Note: As part of a College Teaching and Learning class in which I am enrolled, I will be reflecting weekly on the course I am teaching. I will likely withhold some details and information from these public blog posts to respect the confidentiality and sanctity of my classroom but I hope to be frank about my own actions and emotions as I teach this course for the second time.
I’ve graded the final assignments and submitted final grades (and made one correction to a final grade). The class is over and I now have some time to try to see the big picture and reflect on the class as a whole. I learned some very interesting things from reading the final assignments but I’ll save that for a separate post as that goes well beyond just this one course.
Taking the course as it was conceived and constructed, I am relatively pleased with how it turned it this second time around. The material flowed much more smoothly this semester and that helped me keep the the ideas and concepts integrated as we changed topics. Although I risked being repetitive, I constantly and intentfully reached back to material we had previously covered to tie it in with the new material and discussions. That was a challenge for me at times but it’s a good challenge to undertake both for me and my students. If it had been too difficult – if I had not been able to tie the ideas together on a regular basis – that would have indicated potentially severe problems with the design of the course.

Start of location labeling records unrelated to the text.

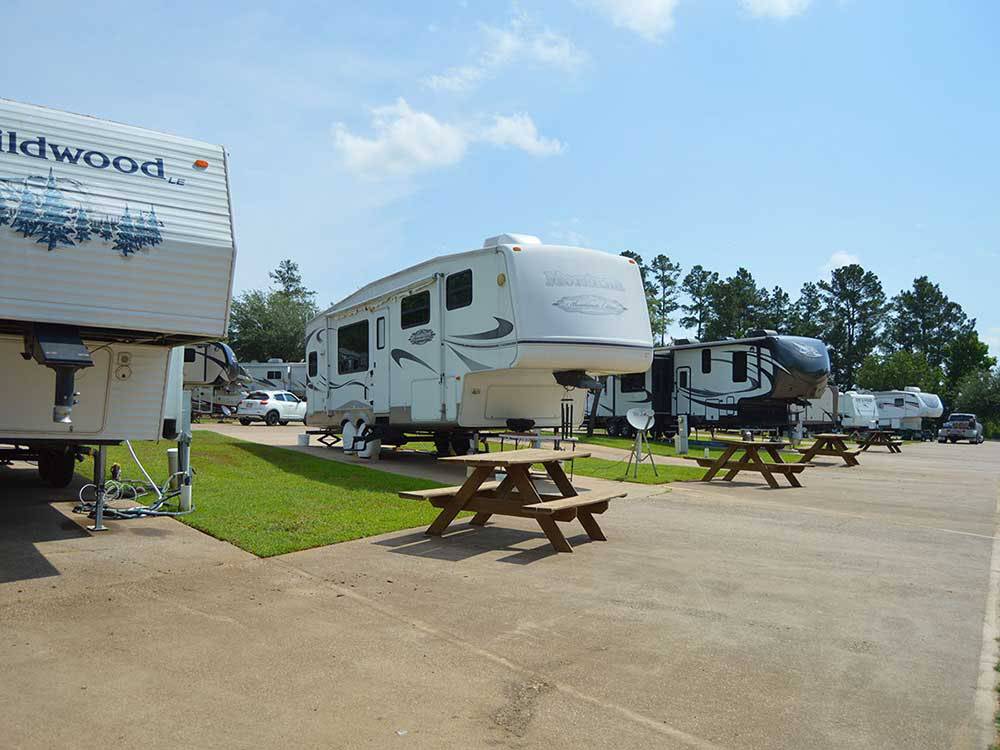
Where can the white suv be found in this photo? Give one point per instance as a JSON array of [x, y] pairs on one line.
[[271, 408]]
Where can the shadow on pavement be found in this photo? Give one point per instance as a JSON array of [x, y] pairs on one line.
[[29, 518]]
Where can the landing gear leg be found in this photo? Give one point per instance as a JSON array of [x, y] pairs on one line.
[[100, 463]]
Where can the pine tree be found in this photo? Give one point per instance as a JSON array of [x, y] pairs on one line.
[[696, 284], [54, 218], [26, 216], [105, 228], [125, 236], [82, 227], [665, 274]]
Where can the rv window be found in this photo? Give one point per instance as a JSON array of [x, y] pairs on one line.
[[739, 367], [415, 310], [352, 348], [458, 290], [633, 382]]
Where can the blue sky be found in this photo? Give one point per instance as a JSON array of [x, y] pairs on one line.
[[788, 136]]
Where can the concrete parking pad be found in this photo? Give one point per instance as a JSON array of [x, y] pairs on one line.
[[851, 613]]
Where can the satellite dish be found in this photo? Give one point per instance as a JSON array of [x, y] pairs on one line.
[[641, 419]]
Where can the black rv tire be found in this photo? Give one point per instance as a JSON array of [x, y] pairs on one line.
[[56, 468], [442, 445]]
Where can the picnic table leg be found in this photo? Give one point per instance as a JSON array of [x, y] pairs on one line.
[[557, 475], [590, 525], [502, 492], [811, 451], [720, 462], [452, 509]]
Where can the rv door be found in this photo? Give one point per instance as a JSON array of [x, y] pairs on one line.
[[380, 361]]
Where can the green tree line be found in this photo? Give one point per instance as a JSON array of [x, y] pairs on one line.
[[917, 337]]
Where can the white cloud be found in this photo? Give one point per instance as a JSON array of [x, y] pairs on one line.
[[838, 260], [405, 141], [519, 131], [519, 41], [780, 9], [650, 19]]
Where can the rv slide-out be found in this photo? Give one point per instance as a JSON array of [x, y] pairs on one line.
[[505, 336]]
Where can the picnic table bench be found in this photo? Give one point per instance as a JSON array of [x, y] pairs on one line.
[[830, 444], [516, 494], [751, 461], [881, 437]]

Eliciting discussion was a constant challenge. I attempted to meet that challenge by varying our activities. I have a lot to learn about how to effectively use active learning activities, particularly those that employ different learning styles and engage more creative skills such as visual and physical skills. In a course designed as this was (with a rather formal structure and flow), I would have liked to have employed more creative activities such as concept maps. We made concept maps on the last day of the class as a way to reflect on everything we had discussed and learned and I was very pleased with the discussion generated by that activity. It’s easy to blame the difficulty of engaging in discussion on the diverse makeup of the class and the general nature of U212 courses as nearly all of the students are in the course solely to pick up a few credits after having dropped another course. It’s also easy to blame it on the fact they’re “just undergraduates” and discussion-based classes are relatively rare for many of them, particularly those still in their first couple of years. There is truth in all of those reasons but I can’t help but view them as excuses.
Ultimately, however, I question whether the class was constructed in the most effective manner to help the students learn about identity and how it is being presented online. Although I incorporated active learning and assessment throughout the course, it was still at its heart an instructor-led course built on the readings that I had collected and thought were interesting and insightful. I am very inspired by the innovations of teachers like Michael Wesch and how he has structured at least one of his classes as student-led, trusting them to be not just students but partners in research and exploration. I imagine that it’s difficult for most experts to put that level of trust in amateurs; even my language – “experts” vs. “amateurs” – betrays some of my emotions and difficulties. But it seems like an incredibly powerful way for people to learn and I hope I can figure out how to integrate those kinds of ideas into my teaching. I think it all comes down to trust: trusting that undergraduates can be mature partners in exploration and trusting that a class without a rigid syllabus stuffed full of pre-selected readings and content can be a meaningful learning experience. Intellectually, I know that it’s not about content but about learning. But that’s a difficult chasm to leap when almost all of my 20+ years of education have been content-centered.
I don’t know if I’ll want to teach this class again, at least in the near future. Logistically, it’s been taught for two semesters and it appears that the powers-that-be want to keep the roster of U212 classes fresh. Teaching is definitely good experience for someone aspiring to the faculty ranks but teaching undergraduates doesn’t carry near as much weight for me as teaching or working with graduate students since higher education programs only exist at the graduate level. And as you can tell by my comments above, if I were to teach this again I would try my best to significantly change the structure of the course to make it less content-centered and instructor-led and more exploration-centered and student-led.